Because of this potential unease, the Estelle Dennis staff run the program to provide maximum support. Boys who are new to the program are enrolled in all-boys classes with male teachers, and they all go on field trips that allow them to see men dancing professionally, such as to Billy Elliot: The Musical on tour at the Hippodrome, the Alvin Ailey American Dance Theater and Matthew Bourne’s Swan Lake, a reimagining of the Tchaikovsky ballet with an all-male cast of swans.
“As they progress, we incorporate them into classes with girls, but when we do that we make sure that no boy is the only boy in a class,” says Stafford.
Wegner, who teaches in several dance programs, including ones at Towson University and Goucher College, says that the students will travel from as far away as Pennsylvania for the opportunity to be in a class with other boys.
“Having that opportunity to have male teachers, to be with a group of people who are like-minded is a special thing,” says Wegner. “It may be that in your whole town there’s no other boy who dances. Girls never have to face that. It’s quite common to be in a studio where you’re the only boy anywhere near your age. Or maybe there’s one other boy, but you’re 15, and he’s 5.”
There’s a different emphasis in a male class, says Wegner. The style is different, especially for arm movements, and there are more jumps and more emphasis on turning. There are between six and 10 foundational male steps that girls never learn.
“It’s still elegant,” he says, “but more rooted in strength instead of beauty. The timing to men’s jumping is different, too.”
Because the Estelle Dennis program is tuition-free, it’s able to enroll a diverse group of boys from the Greater Baltimore area. Fowlkes says the financial support is critical for attracting raw talent from the region, and Wegner agrees: “Many of them wouldn’t have the opportunity to dance if it weren’t for the program.”
“You have to help the boys and make it worthwhile,” says Stafford, “especially for parents who may beon the fence.”
When Kurniawanto was beginning the program, he says, his family’s financial situation was challenging. “This program being tuition-free is really the only reason I’m still dancing,” he says.

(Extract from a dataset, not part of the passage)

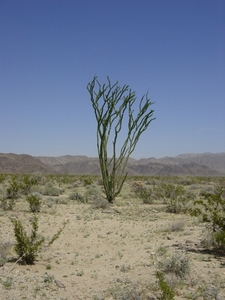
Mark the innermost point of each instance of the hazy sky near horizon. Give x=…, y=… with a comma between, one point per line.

The Estelle Dennis program has a solid track record of graduates who continue dancing after high school. According to Stafford, the goal of the program is to get students into college dance programs or preprofessional training schools associated with dance companies.
One graduate, Kareem Best, who was the first in his family to go to college, is currently dancing with the Contemporary West Dance Theatre in Las Vegas. Cameron Pelton is a sophomore at the Indiana University Jacobs School of Music, studying ballet and choreography. And Logan Paschall, who was in the inaugural class of the boys’ dance program, performed in a hip-hop production of Pinocchio in Chicago and recently joined the Huntsville Ballet Company in Alabama.
“I’m trying not to have super-specific goals,” says Kurniawanto. “My goals are to get into a dance company, dance for a few years, as long as I can, then I want to teach. Maybe I can dance until I’m 40, if I don’t overwork and injure myself.”
Wagstaff plans to stay with the Estelle Dennis program throughout high school. After high school, he’d love to dance with the Alvin Ailey Dance Company, and he plans to audition for its junior dance company, Ailey II. “I want to do college as well, as long as they have a dance program,” he says.
For now, though, he’s happy where he is.
“Dance is a different way to express yourself,” says Wagstaff. “You just move and be free, and it’s also helped me; dance brings out another part of me — that’s why I love it so much.”